Drug Use and Self-Harming Behavior Among Incarcerated Men: Does Childhood Abuse, Anger, and Executive Function Make a Difference?

Taşören A. B.

Journal of Aggression, Maltreatment and Trauma, vol.26, no.9, pp.1006-1023, 2017 (SSCI) identifier

  • Publication Type: Article / Article
  • Volume: 26 Issue: 9
  • Publication Date: 2017
  • Doi Number: 10.1080/10926771.2017.1346028
  • Journal Name: Journal of Aggression, Maltreatment and Trauma
  • Journal Indexes: Social Sciences Citation Index (SSCI), Scopus
  • Page Numbers: pp.1006-1023
  • Keywords: Anger, childhood abuse, drug use, executive function, incarcerated individuals, self-harm
  • Istanbul Medipol University Affiliated: No


Childhood abuse, anger, drug-related problems, and self-harm are commonly seen among incarcerated individuals.

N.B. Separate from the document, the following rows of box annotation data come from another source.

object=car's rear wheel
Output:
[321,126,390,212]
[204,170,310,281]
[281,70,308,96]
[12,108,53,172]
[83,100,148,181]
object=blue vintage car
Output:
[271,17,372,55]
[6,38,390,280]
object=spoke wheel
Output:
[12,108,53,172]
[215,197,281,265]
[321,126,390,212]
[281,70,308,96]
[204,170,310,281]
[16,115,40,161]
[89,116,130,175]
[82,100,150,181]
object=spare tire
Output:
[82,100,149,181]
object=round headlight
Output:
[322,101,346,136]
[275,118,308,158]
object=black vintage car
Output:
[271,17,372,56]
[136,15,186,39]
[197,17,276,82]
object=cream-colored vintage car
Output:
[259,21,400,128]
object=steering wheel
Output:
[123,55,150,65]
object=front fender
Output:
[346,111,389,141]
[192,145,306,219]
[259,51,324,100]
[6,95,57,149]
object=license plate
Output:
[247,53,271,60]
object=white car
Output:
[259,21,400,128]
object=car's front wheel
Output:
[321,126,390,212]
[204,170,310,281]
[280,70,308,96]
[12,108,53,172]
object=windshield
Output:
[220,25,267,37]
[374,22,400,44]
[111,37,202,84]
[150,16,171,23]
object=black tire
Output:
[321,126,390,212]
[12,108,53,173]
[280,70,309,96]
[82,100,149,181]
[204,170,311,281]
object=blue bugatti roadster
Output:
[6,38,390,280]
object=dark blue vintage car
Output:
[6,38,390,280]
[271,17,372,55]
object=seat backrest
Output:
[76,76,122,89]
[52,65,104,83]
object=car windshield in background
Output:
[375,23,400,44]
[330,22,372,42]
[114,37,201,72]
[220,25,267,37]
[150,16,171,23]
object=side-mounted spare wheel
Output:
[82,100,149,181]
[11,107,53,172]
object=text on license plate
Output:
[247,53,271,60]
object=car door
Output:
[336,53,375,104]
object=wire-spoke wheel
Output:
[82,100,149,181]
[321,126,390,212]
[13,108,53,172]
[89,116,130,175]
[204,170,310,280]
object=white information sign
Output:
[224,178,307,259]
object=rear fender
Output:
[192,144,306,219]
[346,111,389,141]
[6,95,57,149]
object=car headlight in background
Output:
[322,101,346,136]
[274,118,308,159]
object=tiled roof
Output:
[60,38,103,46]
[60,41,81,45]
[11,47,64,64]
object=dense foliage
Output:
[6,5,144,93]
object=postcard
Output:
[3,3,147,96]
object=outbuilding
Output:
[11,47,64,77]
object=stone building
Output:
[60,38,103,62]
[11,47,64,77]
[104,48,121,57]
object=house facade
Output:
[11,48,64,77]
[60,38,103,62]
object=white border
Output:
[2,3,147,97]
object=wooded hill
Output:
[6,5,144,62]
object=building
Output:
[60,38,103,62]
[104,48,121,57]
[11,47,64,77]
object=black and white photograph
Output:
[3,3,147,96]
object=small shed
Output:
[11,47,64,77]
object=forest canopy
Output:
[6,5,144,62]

Forty-three young incarcerated males from an Istanbul prison were assessed for childhood abuse, anger, drug use, self-harming behavior, and executive function (EF). Further, 58% of the sample was using drugs, and 60.5% showed self-harming behavior. Performing a backward stepwise binary logistic regression model, it was found that the likelihood of using drugs was determined by EF measured by the Trail Making Test form A, childhood abuse, anger, and self-harm. On the other hand, self-harm was determined by childhood abuse, anger, and drug use.